Hepatitis B: course and prognosis

In about nine out of ten adults with acute hepatitis B, the inflammation of the liver heals spontaneously and without consequences within a few weeks. It is only rarely very violent and difficult (fulminant course).

In up to ten percent of adult patients, the acute infection develops into chronic hepatitis. People with a weakened immune system are particularly susceptible to this: With them, a hepatitis B infection becomes chronic in 30 to 90 percent of cases.

In children, hepatitis B almost always takes a chronic course (around 90 percent).

Possible consequences of chronic hepatitis B are liver cirrhosis and liver cancer.

Hepatitis B: Prevention

The most effective way to avoid getting hepatitis in the first place is to get a hepatitis vaccination. The active hepatitis B vaccination stimulates the immune system to produce specific antibodies against the pathogen. It is available as a single vaccine or as part of combination vaccines (e.g. together with the hepatitis A vaccine). Depending on the vaccine and vaccination schedule, three or four vaccine doses are necessary for long-term protection (basic immunization). Talk to your doctor about what makes sense in your case and ask him and your health insurance company whether the costs of the vaccination will be covered.

Note: Antibody formation takes some time. The doctor can then check whether the vaccination was successful by doing a blood test one to two months after the vaccination. This is particularly important for medical staff, for example.

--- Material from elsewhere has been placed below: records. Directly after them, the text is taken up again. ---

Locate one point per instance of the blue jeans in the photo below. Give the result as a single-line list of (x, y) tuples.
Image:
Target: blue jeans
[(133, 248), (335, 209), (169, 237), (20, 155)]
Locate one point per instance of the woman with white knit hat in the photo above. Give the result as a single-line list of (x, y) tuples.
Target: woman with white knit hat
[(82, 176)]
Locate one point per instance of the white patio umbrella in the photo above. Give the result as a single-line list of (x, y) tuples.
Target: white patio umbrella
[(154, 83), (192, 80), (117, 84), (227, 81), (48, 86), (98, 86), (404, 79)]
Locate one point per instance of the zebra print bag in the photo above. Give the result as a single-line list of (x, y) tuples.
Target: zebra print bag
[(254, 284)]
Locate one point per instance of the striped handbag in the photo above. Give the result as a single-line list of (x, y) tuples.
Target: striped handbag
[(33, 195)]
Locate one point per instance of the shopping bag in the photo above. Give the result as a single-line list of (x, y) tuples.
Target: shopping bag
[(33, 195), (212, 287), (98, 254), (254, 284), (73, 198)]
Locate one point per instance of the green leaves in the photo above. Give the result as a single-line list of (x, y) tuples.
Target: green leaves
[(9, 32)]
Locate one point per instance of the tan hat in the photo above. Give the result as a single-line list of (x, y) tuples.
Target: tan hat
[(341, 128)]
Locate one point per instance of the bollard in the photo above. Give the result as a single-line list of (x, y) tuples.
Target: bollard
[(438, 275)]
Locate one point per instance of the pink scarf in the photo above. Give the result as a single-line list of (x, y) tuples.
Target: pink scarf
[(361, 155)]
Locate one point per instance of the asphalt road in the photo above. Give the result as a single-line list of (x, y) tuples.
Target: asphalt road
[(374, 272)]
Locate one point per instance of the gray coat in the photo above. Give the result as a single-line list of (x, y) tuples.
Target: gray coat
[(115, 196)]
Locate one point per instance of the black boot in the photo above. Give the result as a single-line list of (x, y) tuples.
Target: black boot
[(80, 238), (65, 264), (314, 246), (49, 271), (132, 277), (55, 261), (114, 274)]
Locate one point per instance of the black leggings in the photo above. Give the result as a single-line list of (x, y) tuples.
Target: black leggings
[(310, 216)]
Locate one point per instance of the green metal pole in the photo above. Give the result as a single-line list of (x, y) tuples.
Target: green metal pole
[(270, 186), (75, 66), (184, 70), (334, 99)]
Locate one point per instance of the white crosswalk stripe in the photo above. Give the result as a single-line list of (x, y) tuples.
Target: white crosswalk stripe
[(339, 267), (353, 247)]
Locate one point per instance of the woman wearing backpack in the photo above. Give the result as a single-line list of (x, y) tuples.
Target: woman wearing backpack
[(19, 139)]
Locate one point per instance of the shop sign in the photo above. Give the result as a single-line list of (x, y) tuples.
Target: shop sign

In contrast to the active vaccination, the passive hepatitis B vaccination offers immediate protection against the pathogen. This is because finished antibodies against hepatitis B are administered. This can be necessary, for example, when healthy people have come into contact with infected blood of a patient (e.g. in the case of needlestick injuries). The immediately effective passive vaccine then bridges the time until the concurrent active vaccine develops its protective effect.

Newborns from hepatitis B infected mothers also receive an active and a passive vaccine against hepatitis B viruses within 12 hours of birth.

Note: Passive vaccination does not last long. The administered (foreign) antibodies are broken down by the organism over time.

Further protective measures

To prevent hepatitis B, you should always use a condom during sexual intercourse. This is especially true if the sexual partner changes frequently.

In addition, healthy people and those infected with hepatitis B should not share toothbrushes, nail scissors or razors.